Het is zaterdag aan het einde van de middag, ik zit in de auto. Haar naam verschijnt in het scherm als inkomende oproep. Ik ben enigszins verbaasd. We kennen elkaar van de uitvaart van haar schoonmoeder. Haar vriendelijke stem begroet mij en ze merkt mijn verbazing meteen op. “Ja Bety, ik heb je nodig en hoop dat je me helpen kunt”. Ze vertelt me dat haar man die middag zeer plotseling is overleden. Ik geef aan te willen helpen en we spreken af elkaar aan het begin van de avond te zien.
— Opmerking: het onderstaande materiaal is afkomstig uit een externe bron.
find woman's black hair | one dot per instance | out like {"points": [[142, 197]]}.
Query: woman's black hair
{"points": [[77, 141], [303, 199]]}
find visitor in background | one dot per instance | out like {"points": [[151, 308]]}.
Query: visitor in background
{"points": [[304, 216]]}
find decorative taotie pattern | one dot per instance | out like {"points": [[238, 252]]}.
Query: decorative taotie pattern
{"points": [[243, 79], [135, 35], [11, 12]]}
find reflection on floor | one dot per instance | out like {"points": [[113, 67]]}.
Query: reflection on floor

Ons weerzien voelt meteen vertrouwd. Het totaal onverwachte overlijden maakt het allemaal nog erg onwerkelijk voor Anneke en haar jongens. We nemen daarom eerst rustig de tijd om uit te wisselen wat er allemaal gebeurd is vandaag. Vervolgens kijken we wat er die avond nog geregeld moet worden en wat kan wachten. Anneke wil graag dat Hendrik zo snel mogelijk weer thuis is. Dat lukt, vlak voordat de dag overgaat in de nacht is hij weer op zijn vertrouwde plek.
De dagen daarna werken we samen stap voor stap aan het afscheid. Door onze vorige ontmoeting weet ik van Hendriks passie voor houtbewerking. Prachtige kunstzinnige beelden maakt hij van hout uit eigen tuin. De houtsnijwerken zijn ook nu onderwerp van gesprek en ze krijgen een prominente plek op de rouwkaart.
Hendrik maakte met zijn handen wat hij niet altijd met woorden kon zeggen. Regelmatig maakte hij een hart. Drie van zulke harten waren er nog thuis. Het idee ontstaat deze harten aan Hendrik mee te geven.
Als ik op een middag aankom tref ik zoon Jetze in de werkplaats van zijn vader. Van de drie harten die Hendrik gemaakt heeft kunnen ze toch geen afstand doen. Een tastbare herinnering van zijn liefde voor hen blijft in hun handen. Het hart waar Jetze in de werkplaats aan werkt krijgt zijn vader in handen, als symbool van hun liefde voor hem.